Honorable Mention: Best Youth Helmet
TMS Youth Motocross Helmet
Most of the helmets on this list are for adults, or at least teenagers. I felt we should do an honorable mention of one of the best budget youth helmets since some of you may have bought your child an ATV or dirt bike for the holidays. Youth helmets are made to the same standards as their larger counterparts, but generally cost less simply because they are smaller.
This helmet from TMS is a perfect example of a youth helmet, it meets the same standards as an adult helmet, but is sized small enough for kids under 14. the price is right for a helmet that is likely to be outgrown in a couple of years anyway.
This is a DOT approved helmet which is good since a good percentage of riders in this age group are just lerning to ride and are going to be getting very familiar with the ground, fences, trees, etc. I remember when I first started riding. I hit my dads fence more times than I care to think about and my helmet saved me more than once. The TMS uses a composite shell for strength and has removable pads making it easy to clean.

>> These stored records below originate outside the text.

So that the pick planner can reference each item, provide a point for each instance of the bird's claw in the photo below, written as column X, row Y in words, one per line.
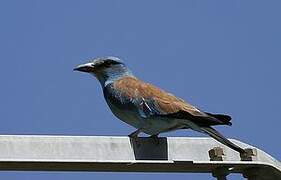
column 155, row 139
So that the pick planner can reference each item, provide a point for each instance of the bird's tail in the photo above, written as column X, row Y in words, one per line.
column 219, row 137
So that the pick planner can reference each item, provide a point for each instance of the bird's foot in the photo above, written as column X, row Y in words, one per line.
column 155, row 139
column 134, row 137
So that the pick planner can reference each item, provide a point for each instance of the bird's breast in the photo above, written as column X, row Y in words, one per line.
column 122, row 108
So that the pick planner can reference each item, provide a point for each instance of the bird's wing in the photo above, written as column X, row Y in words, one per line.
column 160, row 103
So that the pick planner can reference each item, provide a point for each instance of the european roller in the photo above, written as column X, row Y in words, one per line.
column 146, row 107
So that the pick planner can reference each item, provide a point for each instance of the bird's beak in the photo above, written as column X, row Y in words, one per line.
column 88, row 67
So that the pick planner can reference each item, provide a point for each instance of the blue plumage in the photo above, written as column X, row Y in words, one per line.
column 148, row 108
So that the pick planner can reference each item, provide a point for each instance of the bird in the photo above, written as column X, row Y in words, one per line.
column 148, row 108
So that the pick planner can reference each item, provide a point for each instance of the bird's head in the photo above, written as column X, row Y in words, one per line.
column 105, row 69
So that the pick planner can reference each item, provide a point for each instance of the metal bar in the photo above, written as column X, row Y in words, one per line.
column 105, row 153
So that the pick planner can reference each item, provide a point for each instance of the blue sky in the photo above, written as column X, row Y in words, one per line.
column 221, row 56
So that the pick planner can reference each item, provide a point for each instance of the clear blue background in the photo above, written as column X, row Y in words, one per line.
column 222, row 56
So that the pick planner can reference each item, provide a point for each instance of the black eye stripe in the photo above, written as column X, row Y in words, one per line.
column 106, row 63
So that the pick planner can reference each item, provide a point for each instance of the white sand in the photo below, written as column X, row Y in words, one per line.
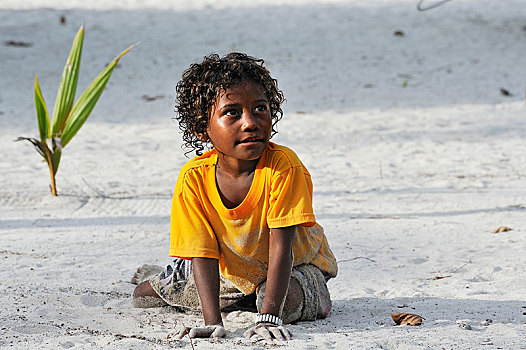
column 409, row 181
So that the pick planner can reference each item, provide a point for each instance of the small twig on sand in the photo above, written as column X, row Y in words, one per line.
column 188, row 335
column 358, row 257
column 22, row 253
column 452, row 273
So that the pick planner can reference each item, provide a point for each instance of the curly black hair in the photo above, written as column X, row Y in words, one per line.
column 203, row 82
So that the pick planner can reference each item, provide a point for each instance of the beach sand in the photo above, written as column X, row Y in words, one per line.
column 412, row 124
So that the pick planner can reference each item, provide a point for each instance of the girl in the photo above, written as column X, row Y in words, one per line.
column 242, row 224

The sizing of this helmet is obviously aimed towards younger children and it manages to hit that mark. While only three sizes are available they are appropriate for ages 3 all the way up to 12 depending on which you buy. The weight shouldn’t be an issue for anyone except maybe small children since the helmet only weighs around three pounds.
The biggest con for this helmet is the fact that it uses a D ring style strap which can be difficult for children to work. This can also make it difficult if they are wearing gloves, but fastening a D ring strap is a skill every rider needs to develop anyway, so think of it less as a con and more as a teaching motivator.
We have covered the top 10 ATV and dirt bike helmets for under $100 and one honorable mention for youth helmets. This list is far from exhaustive, however and there are still plenty of other helmets out there as well that may not have made this list for one reason or another. In the end the most important factor is safety, so just be sure to find a helmet that is going to hold up in the event of a crash. Whenever possible go for a DOT certified helmet, or even better, one that has a Snell Foundation Certification. These are going to offer the most protection, but most of the time helmets that meet this criteria will be well beyond our budget.
The next thing to consider is comfort. The safest helmet in the world won’t do you any good if it is too uncomfortable to wear. There are several factors that will come into play here such as ventilation, padding, proper sizing, and the pad material. Some of the mesh materials used in cheaper helmets can cause allergic reactions in some riders or itching in others. If you are susceptible to this you should look for a helmet with a hypoallergenic liner to keep you comfortable.
The last thing to consider is the looks of the helmet. While you can always change this with a little time and paint it is always a good feeling to find a helmet you like. Try to avoid buying one you wouldn’t want to be seen in if you are going to be embarrassed to wear it. Remember, it won’t do you any good if you intend to wear it.